As described in detail above, when the present invention is applied, it is possible to ensure the prescribed safety standards for preventing iodine inside the reactor building from being released into the atmosphere, and also to make it possible to downsize the filter train. The cost of standby operation required to maintain the efficiency of the coal filter can be reduced.

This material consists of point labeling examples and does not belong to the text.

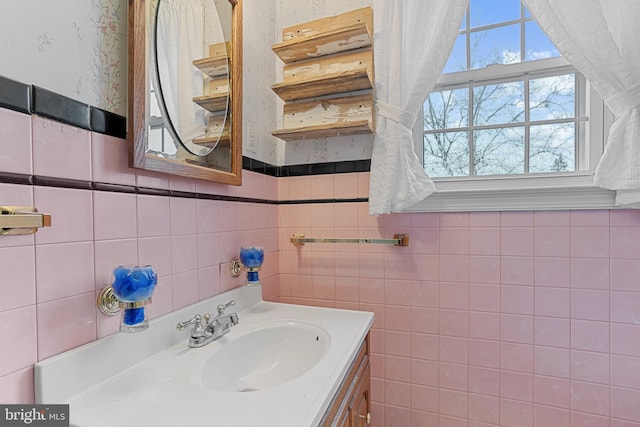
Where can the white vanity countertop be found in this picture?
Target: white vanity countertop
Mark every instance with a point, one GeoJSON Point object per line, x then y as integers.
{"type": "Point", "coordinates": [163, 386]}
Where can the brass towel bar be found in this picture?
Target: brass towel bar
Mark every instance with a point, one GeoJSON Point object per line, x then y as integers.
{"type": "Point", "coordinates": [22, 220]}
{"type": "Point", "coordinates": [398, 240]}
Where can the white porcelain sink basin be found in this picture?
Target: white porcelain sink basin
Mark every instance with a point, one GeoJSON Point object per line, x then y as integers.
{"type": "Point", "coordinates": [293, 356]}
{"type": "Point", "coordinates": [266, 357]}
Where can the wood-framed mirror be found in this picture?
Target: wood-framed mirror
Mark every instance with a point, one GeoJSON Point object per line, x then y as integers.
{"type": "Point", "coordinates": [185, 88]}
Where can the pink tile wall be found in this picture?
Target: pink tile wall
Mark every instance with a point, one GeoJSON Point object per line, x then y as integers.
{"type": "Point", "coordinates": [50, 281]}
{"type": "Point", "coordinates": [522, 319]}
{"type": "Point", "coordinates": [486, 319]}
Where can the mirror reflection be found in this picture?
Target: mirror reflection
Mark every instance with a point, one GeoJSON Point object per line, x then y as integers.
{"type": "Point", "coordinates": [190, 75]}
{"type": "Point", "coordinates": [185, 88]}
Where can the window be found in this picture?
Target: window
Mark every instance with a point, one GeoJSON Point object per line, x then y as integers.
{"type": "Point", "coordinates": [509, 112]}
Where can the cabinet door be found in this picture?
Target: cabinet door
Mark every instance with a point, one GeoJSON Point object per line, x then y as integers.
{"type": "Point", "coordinates": [359, 407]}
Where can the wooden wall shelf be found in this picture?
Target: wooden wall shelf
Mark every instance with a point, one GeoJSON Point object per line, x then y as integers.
{"type": "Point", "coordinates": [322, 44]}
{"type": "Point", "coordinates": [329, 84]}
{"type": "Point", "coordinates": [213, 103]}
{"type": "Point", "coordinates": [328, 77]}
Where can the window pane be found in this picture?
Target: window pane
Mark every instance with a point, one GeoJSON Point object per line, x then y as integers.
{"type": "Point", "coordinates": [537, 44]}
{"type": "Point", "coordinates": [495, 46]}
{"type": "Point", "coordinates": [458, 58]}
{"type": "Point", "coordinates": [485, 12]}
{"type": "Point", "coordinates": [447, 109]}
{"type": "Point", "coordinates": [496, 104]}
{"type": "Point", "coordinates": [552, 148]}
{"type": "Point", "coordinates": [552, 97]}
{"type": "Point", "coordinates": [446, 154]}
{"type": "Point", "coordinates": [499, 151]}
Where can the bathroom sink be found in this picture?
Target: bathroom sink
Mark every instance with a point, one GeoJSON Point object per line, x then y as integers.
{"type": "Point", "coordinates": [270, 356]}
{"type": "Point", "coordinates": [279, 366]}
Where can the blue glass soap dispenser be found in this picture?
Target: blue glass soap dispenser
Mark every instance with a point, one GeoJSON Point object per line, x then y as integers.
{"type": "Point", "coordinates": [130, 292]}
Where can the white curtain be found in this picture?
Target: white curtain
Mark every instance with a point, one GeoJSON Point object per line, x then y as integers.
{"type": "Point", "coordinates": [180, 40]}
{"type": "Point", "coordinates": [600, 38]}
{"type": "Point", "coordinates": [412, 43]}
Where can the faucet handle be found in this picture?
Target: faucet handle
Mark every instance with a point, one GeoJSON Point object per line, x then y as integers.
{"type": "Point", "coordinates": [195, 320]}
{"type": "Point", "coordinates": [223, 307]}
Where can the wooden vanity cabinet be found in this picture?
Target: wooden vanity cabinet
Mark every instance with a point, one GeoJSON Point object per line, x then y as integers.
{"type": "Point", "coordinates": [350, 406]}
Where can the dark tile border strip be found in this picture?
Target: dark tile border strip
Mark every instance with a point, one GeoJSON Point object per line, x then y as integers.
{"type": "Point", "coordinates": [348, 166]}
{"type": "Point", "coordinates": [44, 181]}
{"type": "Point", "coordinates": [15, 95]}
{"type": "Point", "coordinates": [32, 99]}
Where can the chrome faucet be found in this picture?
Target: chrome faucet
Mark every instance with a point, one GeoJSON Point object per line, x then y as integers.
{"type": "Point", "coordinates": [202, 335]}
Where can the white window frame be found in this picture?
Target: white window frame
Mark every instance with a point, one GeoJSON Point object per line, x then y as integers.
{"type": "Point", "coordinates": [561, 191]}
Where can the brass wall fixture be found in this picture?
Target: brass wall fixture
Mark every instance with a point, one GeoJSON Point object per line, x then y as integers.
{"type": "Point", "coordinates": [398, 240]}
{"type": "Point", "coordinates": [16, 220]}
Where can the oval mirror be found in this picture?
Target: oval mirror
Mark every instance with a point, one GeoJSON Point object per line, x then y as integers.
{"type": "Point", "coordinates": [185, 88]}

[Brief explanation of drawings]

FIG. 1 is an explanatory diagram in which a control system is added to a schematic cross-sectional view of a filter train according to an embodiment of the present invention, FIG. 2 is a block diagram showing the logic of the above embodiment, and FIG. It is a chart for explaining the effect of standby operation in an example. Figure 4 is a system diagram of an example of a conventional emergency gas treatment system;
The figure is an explanatory diagram schematically depicting a cross section of a filter line in the above-mentioned conventional example. FIG. 6 is an explanatory diagram showing an embodiment different from the above, and corresponds to FIG. 1 in the embodiment. FIG. 7 is a chart showing the relationship between the iodine removal efficiency of the charcoal filter and the relative humidity. DESCRIPTION OF SYMBOLS 1... Reactor containment vessel, 2... Reactor building, 3... Filter train inlet valve, 4... Filter train outlet valve, 5, 5'... Filter train, 6... Exhaust stack,
7...Demister (moisture removal device), 8...Heating heater (heating coil), 9...Prefilter, 10...High performance particle filter, 11...Space heater with fan, 12...Iodine charcoal filter (activated carbon filter), 13...Space heater with fan, 14
...High performance particle filter, 15...Dehumidifier (dryer),
16... Bypass line installation fan, 17... Check valve, 18... Central control room, 19... Fan (emergency gas processing system exhaust fan), 20... Bypass line, 21
...Hygrometer, 22...Thermometer.

Claims (1)

[Claims] 1. In an emergency gas treatment system (SGTS) installed to prevent radioactive iodine leaked into the reactor building due to an assumed accident in a light water reactor from being dissipated into the atmosphere, a filter train At least one of a hygrometer and a thermometer is installed near the charcoal filter in the filter train, and the absolute amount of water vapor in the atmosphere in the filter train is controlled by the detected values of the hygrometer and thermometer. An emergency gas processing device characterized by being provided with means. 2. The filter train has a circulation pipe connecting its outlet and inlet, and a circulation pump is provided in the circulation pipe to circulate the gas in the filter train. An emergency gas treatment device according to claim 1. 3. The emergency gas treatment device according to claim 2, wherein the circulation pipe is equipped with at least one of a dehumidifier and a dryer. 4. The emergency gas processing device according to claim 2 or 3, wherein the circulation pipe is provided with a valve. 5. The emergency gas processing device according to claim 4, wherein the valve is a check valve.